Today, I'm concluding my mini-series on the Gardens of Yaddo, that I began here, and continued here. My daughter, who accompanies me on many of my local Journeys, has agreed to let me include some of the commentary and photos from her private Flickr set.
Where I tend to focus on "pretty" pictures, she looks for the odd angle or the imperfect but interesting detail. Her narrative contains many imaginative elements:
"One purple flower made me think of Queen Elizabeth I; the blossom grew out from its leaf in a way that reminded me of Gloriana's crowned head framed by a ruff."
"There's lots in literature about magic doors and gardens- in Alice, in the Secret Garden- so we took our time admiring the Gate and ironwork before passing through to the Garden."
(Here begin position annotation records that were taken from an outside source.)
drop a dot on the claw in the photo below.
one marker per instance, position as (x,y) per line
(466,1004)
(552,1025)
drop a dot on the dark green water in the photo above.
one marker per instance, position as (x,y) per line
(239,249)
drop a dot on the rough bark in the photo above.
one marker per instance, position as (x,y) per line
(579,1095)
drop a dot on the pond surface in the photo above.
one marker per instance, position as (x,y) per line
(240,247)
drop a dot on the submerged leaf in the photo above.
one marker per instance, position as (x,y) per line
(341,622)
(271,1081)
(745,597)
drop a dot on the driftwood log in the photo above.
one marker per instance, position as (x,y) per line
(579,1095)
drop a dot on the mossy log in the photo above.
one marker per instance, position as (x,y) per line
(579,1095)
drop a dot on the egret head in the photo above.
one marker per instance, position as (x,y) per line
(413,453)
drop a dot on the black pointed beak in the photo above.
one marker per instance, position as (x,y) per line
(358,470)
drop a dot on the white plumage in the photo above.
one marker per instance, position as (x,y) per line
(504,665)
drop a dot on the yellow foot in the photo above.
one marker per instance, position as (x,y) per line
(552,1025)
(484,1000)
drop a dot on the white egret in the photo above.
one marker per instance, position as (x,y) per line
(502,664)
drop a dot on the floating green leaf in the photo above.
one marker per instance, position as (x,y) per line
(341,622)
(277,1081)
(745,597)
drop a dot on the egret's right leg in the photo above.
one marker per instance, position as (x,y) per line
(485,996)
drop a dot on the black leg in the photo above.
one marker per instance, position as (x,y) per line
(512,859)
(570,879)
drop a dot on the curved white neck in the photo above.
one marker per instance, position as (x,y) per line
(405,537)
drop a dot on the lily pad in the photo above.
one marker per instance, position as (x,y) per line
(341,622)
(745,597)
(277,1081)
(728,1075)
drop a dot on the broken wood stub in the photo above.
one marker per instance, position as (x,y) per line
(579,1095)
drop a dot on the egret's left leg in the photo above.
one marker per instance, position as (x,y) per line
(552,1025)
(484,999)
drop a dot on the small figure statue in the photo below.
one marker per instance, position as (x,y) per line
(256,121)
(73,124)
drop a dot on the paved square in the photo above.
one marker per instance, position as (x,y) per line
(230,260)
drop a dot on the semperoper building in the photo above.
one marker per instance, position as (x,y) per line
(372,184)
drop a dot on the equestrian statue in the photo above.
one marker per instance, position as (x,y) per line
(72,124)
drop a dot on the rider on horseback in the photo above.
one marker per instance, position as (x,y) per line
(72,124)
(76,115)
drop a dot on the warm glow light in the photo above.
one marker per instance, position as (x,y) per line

While I spent a considerable amount of time trying to capture the beauty of the roses, my daughter turned her artist's sensibilities towards the sculptures:
"I was more excited to visit the statuary than the roses. Brookgreen Gardens...and the Nina Winkel Gallery, hidden away in the Arts building at Plattsburgh, are two of my favorite places in the world. At Brookgreen, especially, my eyes refocused permanently, and now, when I see a figurative sculpture, especially one that has been placed outside, I like to look at it till it's alive. For me, Outside is the only gallery that can truly complement sculpture, or at least in the way I appreciate it."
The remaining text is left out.